- Research article
- Open Access
Combination of albumin-to-globulin ratio and plasma fibrinogen is a sensitive tool for preoperative screening of infected nonunion in patients undergoing reoperation after open reduction and internal fixation: a retrospective study
Journal of Orthopaedic Surgery and Research volume 17, Article number: 471 (2022)
Accurate preoperative diagnosis of infected nonunion remains a challenge. Here, we evaluated the diagnostic potential of novel biomarkers for infected nonunion.
A cohort of 275 patients who underwent surgery for suspected septic nonunion after open reduction and internal fixation were enrolled. Preoperatively analyzed clinical parameters included white blood cell (WBC) count, C-reactive protein (CRP), erythrocyte sedimentation rate (ESR), albumin, globulin, albumin-to-globulin ratio (AGR), plasma D-dimer, plasma fibrinogen, platelet count (PC), monocyte-lymphocyte ratio (MLR), neutrophil–lymphocyte ratio (NLR), and platelet-to-lymphocyte ratio (PLR). Receiver operating characteristic (ROC) curves, sensitivity, and specificity were utilized to compare the diagnostic potential of those biomarkers.

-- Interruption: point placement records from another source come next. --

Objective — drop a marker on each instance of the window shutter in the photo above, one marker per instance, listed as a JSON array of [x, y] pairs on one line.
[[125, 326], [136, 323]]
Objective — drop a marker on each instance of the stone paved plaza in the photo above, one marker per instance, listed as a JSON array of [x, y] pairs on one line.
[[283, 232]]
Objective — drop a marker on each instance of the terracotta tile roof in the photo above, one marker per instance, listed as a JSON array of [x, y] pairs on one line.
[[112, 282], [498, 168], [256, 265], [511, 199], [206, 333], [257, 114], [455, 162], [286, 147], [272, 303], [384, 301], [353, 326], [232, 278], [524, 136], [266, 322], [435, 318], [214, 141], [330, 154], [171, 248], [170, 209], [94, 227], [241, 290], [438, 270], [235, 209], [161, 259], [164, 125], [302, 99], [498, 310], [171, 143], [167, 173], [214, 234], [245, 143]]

The WBC count and levels of CRP, ESR, NLR, MLR, PLR, PC, plasma D-dimer, plasma fibrinogen, and globulin in infected nonunion patients were significantly higher (p < 0.05) than those in aseptic patients. The albumin and AGR levels of the infected nonunion group were significantly lower (p < 0.05) than the aseptic group. The ROC curve analysis showed that the diagnostic accuracy of AGR and plasma fibrinogen was good. The combination of AGR with plasma fibrinogen had the highest area under the curve (AUC) (0.916). The sensitivity and specificity were 70.27% and 91.04% for AGR, and 67.57% and 84.08% for plasma fibrinogen, respectively. The combination of AGR with plasma fibrinogen showed a sensitivity of 86.49% and specificity of 92.54%. In patients with comorbidities, the diagnostic accuracy of the combination of AGR with plasma fibrinogen was also good.
AGR and plasma fibrinogen are promising biomarkers to improve the diagnosis of infected nonunion. The combination of AGR with plasma fibrinogen is a sensitive tool for screening infected nonunion.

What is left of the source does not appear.